# A ref shows the Jazz what he thinks...



## #1DEER 1-I (Sep 10, 2007)

:lol:


----------



## HighNDry (Dec 26, 2007)

Looks like he's reminding Williams that he's number 1.


----------



## #1DEER 1-I (Sep 10, 2007)

....or giving Memo and Brewer the bird.


----------



## Lycan (Sep 22, 2008)

Interesting....that's what I think of the Jazz too. :lol:


----------



## OKEE (Jan 3, 2008)

:lol: I don't think Memo gets it . :?


----------



## #1DEER 1-I (Sep 10, 2007)

Lycan said:


> Interesting....that's what I think of the Jazz too. :lol:


Even more interesting, that's what I think of you and anyone else who doesn't like the Jazz or GM.


----------



## Treehugnhuntr (Sep 7, 2007)

Oh goodness. Please don't chastise people for not liking a mediocre basketball team and an overpriced, low quality vehicle. It just makes you look.... well ...... like 1eye?


----------



## mjschijf (Oct 1, 2007)

#1Deer 1-I--Do you honestly think that GM makes quality vehicles? I mean, it's one thing to like the way they look, but you are arguing against statistics if you think they are better quality and less prone to break down than Toyotas or Hondas. Not to mention the fact that the company has been run by a bunch of idiots over the years...the main reason why they very well may be on the verge of bankruptcy.


----------



## #1DEER 1-I (Sep 10, 2007)

I'm not truly serious but since you brought it up....
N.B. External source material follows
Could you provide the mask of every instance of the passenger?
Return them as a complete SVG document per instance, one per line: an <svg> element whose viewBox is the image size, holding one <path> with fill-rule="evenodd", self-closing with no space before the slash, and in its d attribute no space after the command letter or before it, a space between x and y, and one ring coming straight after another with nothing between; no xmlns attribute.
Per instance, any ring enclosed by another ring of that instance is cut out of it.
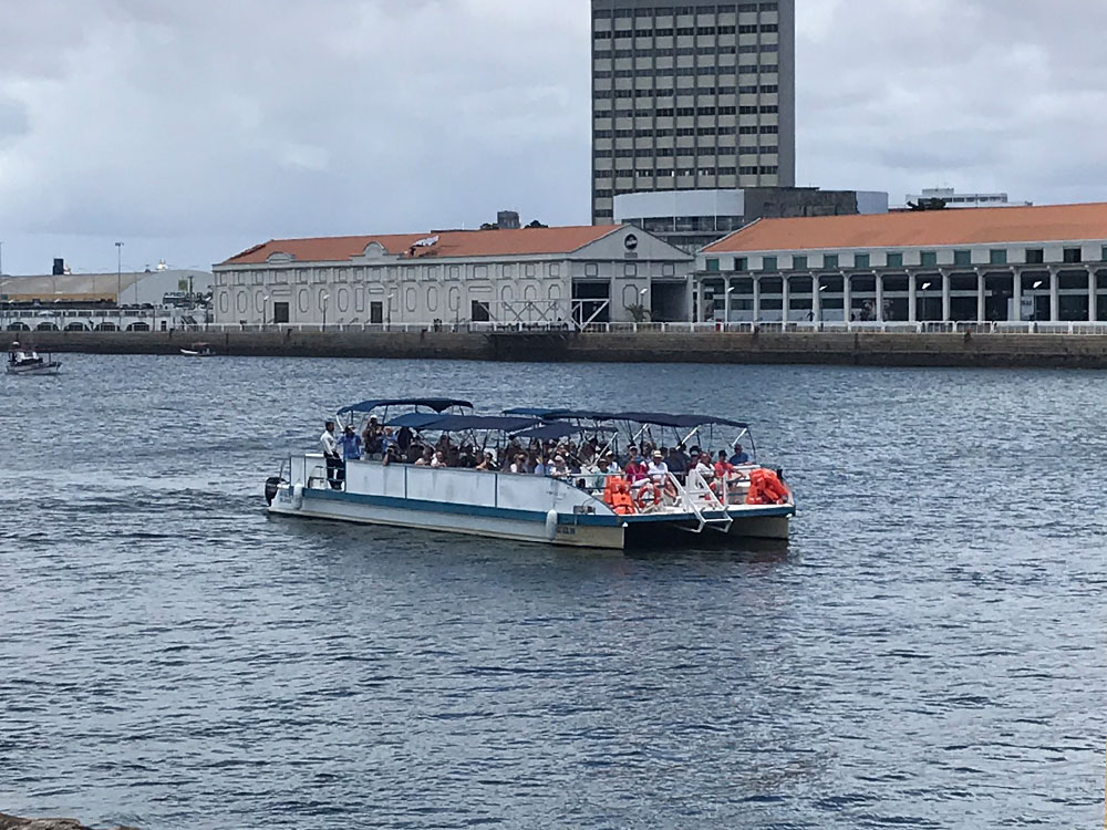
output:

Ohh, I'll post it in the vehicles section.


----------



## flyguy7 (Sep 16, 2007)

Oh I can't wait! Actually, I think i'm going to watch paint dry instead. :roll:


----------



## mjschijf (Oct 1, 2007)

flyguy7 said:


> Oh I can't wait! Actually, I think i'm going to watch paint dry instead. :roll:


+1

1-I--How much money would it take for you to stop talking about your man-love for Chevys? I think many forum members would be willing to pitch in a good amount to stop the seemingly eternal aggravation.


----------



## Treehugnhuntr (Sep 7, 2007)

I'd pay good money to see 1-eye _man love_ a chevy. Just make sure she's cooled down there haas.


----------